A Ambipar, que tem ampliado rapidamente sua atuação no Brasil, se destaca no setor de práticas ambientais, sociais e de governança (ESG). A principal atividade da empresa envolve o arrendamento de florestas naturais para gerar créditos de carbono, beneficiando setores como a agricultura e a mineração. 

Segundo Soraya Pires, head de Carbon Solutions da Ambipar, o acordo contempla a capacitação de brigadas indígenas para combater incêndios, a destinação de resíduos sólidos gerados nas aldeias e o monitoramento das reservas indígenas.

A assinatura do memorando ocorreu durante o Fórum Econômico Mundial em Davos, na Suíça, e foi realizada por Luiz Henrique Eloy Amado, secretário-executivo do Ministério dos Povos Indígenas. 

No entanto, críticos apontam que ele não possui mandato para representar os povos indígenas nem autorização legal para conceder a exploração de serviços em terras protegidas. Essa falta de consulta aos povos indígenas e de um processo transparente tem gerado questionamentos sobre a validade do acordo.

Repercussão e preocupações legais

Entidades de direitos humanos e lideranças indígenas expressaram preocupação com a transparência e a legalidade do acordo. A ausência de licitação e de análise pelo Congresso Nacional coloca em dúvida a validade jurídica do memorando, que também tem sido visto como um precedente perigoso para a gestão de terras indígenas no Brasil. Além disso, há apelos para que o Tribunal de Contas da União (TCU) e o Ministério Público Federal investiguem as circunstâncias da assinatura.

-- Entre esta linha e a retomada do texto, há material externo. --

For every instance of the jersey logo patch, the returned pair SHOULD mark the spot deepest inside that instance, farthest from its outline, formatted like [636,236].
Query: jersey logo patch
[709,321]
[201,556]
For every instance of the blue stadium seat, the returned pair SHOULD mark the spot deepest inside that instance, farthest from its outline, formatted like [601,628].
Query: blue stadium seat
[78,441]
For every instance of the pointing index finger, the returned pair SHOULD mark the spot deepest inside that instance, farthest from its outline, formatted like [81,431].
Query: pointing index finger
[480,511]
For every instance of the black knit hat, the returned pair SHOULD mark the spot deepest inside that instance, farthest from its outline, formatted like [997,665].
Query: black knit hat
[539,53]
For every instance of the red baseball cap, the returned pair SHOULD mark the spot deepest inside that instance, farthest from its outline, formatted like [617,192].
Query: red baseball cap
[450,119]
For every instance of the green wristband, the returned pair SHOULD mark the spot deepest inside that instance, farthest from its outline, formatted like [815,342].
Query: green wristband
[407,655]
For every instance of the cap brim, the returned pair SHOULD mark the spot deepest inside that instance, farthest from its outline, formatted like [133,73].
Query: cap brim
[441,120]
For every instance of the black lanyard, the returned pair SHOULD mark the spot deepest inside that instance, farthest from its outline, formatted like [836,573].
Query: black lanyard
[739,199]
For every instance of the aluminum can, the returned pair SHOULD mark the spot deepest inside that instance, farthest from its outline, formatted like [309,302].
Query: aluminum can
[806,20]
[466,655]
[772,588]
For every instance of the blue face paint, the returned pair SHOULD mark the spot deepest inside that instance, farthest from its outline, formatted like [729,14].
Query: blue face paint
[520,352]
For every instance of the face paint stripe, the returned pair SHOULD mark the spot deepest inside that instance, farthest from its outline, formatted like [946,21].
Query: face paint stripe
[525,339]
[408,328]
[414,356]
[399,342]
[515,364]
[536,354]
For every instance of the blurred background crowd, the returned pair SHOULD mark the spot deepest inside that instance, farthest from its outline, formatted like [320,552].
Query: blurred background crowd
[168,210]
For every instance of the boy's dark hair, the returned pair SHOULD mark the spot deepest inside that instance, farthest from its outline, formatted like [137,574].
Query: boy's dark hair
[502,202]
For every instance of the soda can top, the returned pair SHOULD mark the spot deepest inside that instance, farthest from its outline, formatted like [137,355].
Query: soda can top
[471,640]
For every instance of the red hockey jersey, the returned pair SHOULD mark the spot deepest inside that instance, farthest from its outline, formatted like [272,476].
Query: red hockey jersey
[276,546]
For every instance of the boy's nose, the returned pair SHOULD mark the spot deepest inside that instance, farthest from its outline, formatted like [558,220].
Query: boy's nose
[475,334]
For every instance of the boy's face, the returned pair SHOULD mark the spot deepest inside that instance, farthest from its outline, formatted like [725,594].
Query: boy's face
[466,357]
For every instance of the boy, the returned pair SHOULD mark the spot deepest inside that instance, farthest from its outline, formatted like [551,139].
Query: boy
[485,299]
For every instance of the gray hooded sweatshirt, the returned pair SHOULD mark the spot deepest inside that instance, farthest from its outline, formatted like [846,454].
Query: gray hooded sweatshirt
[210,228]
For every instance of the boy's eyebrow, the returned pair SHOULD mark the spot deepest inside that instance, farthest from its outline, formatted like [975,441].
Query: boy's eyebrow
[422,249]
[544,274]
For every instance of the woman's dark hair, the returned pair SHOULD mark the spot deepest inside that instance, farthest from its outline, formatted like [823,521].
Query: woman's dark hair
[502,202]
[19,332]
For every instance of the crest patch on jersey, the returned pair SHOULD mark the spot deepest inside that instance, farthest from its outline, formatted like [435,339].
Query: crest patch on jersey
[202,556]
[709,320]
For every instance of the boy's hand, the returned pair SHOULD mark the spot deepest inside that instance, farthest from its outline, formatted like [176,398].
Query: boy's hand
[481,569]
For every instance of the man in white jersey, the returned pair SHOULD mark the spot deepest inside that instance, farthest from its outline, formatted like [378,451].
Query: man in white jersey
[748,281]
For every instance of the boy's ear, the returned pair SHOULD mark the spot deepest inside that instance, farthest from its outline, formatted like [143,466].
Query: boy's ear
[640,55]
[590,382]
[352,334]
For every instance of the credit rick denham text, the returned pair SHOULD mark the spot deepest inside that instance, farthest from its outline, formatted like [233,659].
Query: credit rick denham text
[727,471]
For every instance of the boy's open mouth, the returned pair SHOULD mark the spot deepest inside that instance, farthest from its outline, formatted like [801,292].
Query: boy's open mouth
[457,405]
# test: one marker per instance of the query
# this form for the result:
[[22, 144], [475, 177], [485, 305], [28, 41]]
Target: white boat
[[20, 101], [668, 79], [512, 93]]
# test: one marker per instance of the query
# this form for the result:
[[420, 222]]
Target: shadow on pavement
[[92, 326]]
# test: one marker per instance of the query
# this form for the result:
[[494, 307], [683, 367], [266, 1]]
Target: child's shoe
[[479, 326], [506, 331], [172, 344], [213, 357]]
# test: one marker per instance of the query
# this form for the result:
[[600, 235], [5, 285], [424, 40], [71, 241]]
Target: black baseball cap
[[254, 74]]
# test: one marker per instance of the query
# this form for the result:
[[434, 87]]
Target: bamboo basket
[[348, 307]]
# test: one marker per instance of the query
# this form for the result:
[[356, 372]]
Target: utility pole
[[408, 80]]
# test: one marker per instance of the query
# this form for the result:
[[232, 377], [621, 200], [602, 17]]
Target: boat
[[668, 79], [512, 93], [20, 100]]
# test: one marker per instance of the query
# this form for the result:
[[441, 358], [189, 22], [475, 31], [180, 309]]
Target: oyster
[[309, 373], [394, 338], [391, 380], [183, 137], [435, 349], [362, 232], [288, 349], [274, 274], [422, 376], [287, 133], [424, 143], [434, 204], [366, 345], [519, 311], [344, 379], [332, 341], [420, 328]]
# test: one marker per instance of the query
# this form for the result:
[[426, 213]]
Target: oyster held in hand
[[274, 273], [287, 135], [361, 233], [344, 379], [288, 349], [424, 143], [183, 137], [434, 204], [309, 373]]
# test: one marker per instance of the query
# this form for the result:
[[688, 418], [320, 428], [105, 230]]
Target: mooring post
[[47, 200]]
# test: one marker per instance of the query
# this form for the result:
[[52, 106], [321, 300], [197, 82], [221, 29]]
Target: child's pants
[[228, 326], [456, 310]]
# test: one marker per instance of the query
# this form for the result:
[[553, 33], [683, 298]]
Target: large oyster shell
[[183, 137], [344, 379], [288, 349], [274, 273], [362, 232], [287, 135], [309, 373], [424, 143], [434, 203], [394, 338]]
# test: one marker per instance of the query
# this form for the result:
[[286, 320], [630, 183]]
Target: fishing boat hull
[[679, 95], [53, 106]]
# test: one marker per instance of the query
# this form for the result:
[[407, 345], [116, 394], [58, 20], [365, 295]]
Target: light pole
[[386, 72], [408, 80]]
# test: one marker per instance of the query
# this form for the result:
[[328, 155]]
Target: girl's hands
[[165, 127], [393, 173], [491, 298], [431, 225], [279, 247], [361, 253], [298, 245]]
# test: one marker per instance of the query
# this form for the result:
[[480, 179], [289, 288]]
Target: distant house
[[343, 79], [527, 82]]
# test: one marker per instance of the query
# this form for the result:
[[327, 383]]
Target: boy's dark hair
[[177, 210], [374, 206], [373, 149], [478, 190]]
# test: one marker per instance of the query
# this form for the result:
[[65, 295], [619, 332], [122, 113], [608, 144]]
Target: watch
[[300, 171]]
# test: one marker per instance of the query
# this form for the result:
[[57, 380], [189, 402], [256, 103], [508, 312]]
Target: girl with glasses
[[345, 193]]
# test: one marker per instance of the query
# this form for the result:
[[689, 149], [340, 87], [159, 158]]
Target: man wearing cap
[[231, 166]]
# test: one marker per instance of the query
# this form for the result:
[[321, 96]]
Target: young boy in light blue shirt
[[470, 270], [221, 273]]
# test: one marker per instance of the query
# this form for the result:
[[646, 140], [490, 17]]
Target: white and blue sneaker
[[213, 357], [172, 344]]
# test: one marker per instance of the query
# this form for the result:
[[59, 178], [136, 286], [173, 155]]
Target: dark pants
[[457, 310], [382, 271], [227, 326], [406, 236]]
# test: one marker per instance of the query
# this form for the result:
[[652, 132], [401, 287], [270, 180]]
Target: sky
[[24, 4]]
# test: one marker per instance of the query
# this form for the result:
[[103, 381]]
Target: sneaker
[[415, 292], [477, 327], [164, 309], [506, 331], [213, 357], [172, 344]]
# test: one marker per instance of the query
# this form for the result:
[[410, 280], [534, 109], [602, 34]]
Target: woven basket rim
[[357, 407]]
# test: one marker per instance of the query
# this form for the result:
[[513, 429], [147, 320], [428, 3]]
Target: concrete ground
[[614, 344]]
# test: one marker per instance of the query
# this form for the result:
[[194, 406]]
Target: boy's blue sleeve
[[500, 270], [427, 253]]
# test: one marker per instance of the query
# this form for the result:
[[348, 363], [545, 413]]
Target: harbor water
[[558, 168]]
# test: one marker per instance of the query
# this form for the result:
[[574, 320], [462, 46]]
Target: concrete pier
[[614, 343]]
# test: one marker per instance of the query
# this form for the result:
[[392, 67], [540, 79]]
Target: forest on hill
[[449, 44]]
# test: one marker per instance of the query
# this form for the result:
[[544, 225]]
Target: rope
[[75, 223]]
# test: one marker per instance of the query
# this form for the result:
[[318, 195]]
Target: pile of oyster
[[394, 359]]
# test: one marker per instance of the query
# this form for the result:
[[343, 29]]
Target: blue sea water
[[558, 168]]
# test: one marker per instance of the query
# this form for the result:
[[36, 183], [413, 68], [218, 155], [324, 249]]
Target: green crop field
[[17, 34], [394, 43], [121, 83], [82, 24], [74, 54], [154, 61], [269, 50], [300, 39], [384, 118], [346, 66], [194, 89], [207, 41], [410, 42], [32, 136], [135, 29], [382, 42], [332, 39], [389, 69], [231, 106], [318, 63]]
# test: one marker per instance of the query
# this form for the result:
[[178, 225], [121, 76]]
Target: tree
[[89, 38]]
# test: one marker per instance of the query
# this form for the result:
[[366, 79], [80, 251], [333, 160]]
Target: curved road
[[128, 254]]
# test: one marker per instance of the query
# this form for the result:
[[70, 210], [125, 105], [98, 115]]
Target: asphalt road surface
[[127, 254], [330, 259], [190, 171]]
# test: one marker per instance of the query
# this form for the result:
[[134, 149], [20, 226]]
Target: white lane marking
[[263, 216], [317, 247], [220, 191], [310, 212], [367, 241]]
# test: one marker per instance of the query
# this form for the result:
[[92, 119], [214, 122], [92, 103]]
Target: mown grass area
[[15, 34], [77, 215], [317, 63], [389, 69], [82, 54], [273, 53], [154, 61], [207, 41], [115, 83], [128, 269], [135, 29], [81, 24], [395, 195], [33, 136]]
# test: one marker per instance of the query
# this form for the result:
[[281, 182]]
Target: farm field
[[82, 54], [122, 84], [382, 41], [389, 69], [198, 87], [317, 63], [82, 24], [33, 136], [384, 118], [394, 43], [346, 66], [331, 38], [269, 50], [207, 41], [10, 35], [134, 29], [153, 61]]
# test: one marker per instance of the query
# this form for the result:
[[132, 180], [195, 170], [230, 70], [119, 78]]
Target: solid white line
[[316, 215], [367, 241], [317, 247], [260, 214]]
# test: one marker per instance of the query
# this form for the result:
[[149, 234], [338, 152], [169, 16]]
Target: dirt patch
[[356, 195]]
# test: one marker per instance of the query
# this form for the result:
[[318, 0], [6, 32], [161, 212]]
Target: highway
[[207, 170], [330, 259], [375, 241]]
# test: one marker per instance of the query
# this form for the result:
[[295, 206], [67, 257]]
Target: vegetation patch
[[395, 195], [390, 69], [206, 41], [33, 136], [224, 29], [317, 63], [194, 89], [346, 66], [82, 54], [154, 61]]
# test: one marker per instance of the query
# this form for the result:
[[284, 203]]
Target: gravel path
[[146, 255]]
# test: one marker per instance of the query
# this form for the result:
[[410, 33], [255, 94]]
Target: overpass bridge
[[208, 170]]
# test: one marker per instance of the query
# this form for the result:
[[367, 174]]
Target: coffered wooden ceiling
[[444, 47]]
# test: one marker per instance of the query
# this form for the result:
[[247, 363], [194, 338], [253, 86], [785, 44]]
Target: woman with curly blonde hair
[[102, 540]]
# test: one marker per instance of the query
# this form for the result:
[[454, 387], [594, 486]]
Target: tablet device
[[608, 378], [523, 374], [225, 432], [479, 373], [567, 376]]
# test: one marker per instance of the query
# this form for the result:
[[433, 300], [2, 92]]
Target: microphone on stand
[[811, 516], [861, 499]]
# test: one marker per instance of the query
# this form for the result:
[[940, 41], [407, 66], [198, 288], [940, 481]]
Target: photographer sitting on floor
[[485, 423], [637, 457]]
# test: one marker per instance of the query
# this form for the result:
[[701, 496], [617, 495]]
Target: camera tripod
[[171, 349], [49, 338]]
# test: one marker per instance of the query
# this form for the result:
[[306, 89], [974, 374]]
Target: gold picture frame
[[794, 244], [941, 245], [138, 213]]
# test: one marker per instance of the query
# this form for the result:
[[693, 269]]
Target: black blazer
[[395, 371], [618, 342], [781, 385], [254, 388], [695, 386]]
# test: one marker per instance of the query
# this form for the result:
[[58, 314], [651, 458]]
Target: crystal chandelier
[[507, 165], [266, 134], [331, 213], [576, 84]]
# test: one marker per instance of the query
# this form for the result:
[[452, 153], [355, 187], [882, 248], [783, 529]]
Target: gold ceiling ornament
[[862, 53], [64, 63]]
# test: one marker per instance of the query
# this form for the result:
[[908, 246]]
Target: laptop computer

A possibilidade de exploração das terras indígenas por uma multinacional como a Ambipar também gera preocupações entre as comunidades locais. Embora o acordo preveja a capacitação de brigadas de incêndio e o monitoramento ambiental, lideranças indígenas temem que suas vozes e direitos sejam ignorados em processos que afetam diretamente seu território e modo de vida. 

Representantes de organizações indígenas têm chamado atenção para a necessidade de uma discussão ampla e inclusiva antes da implementação de qualquer iniciativa.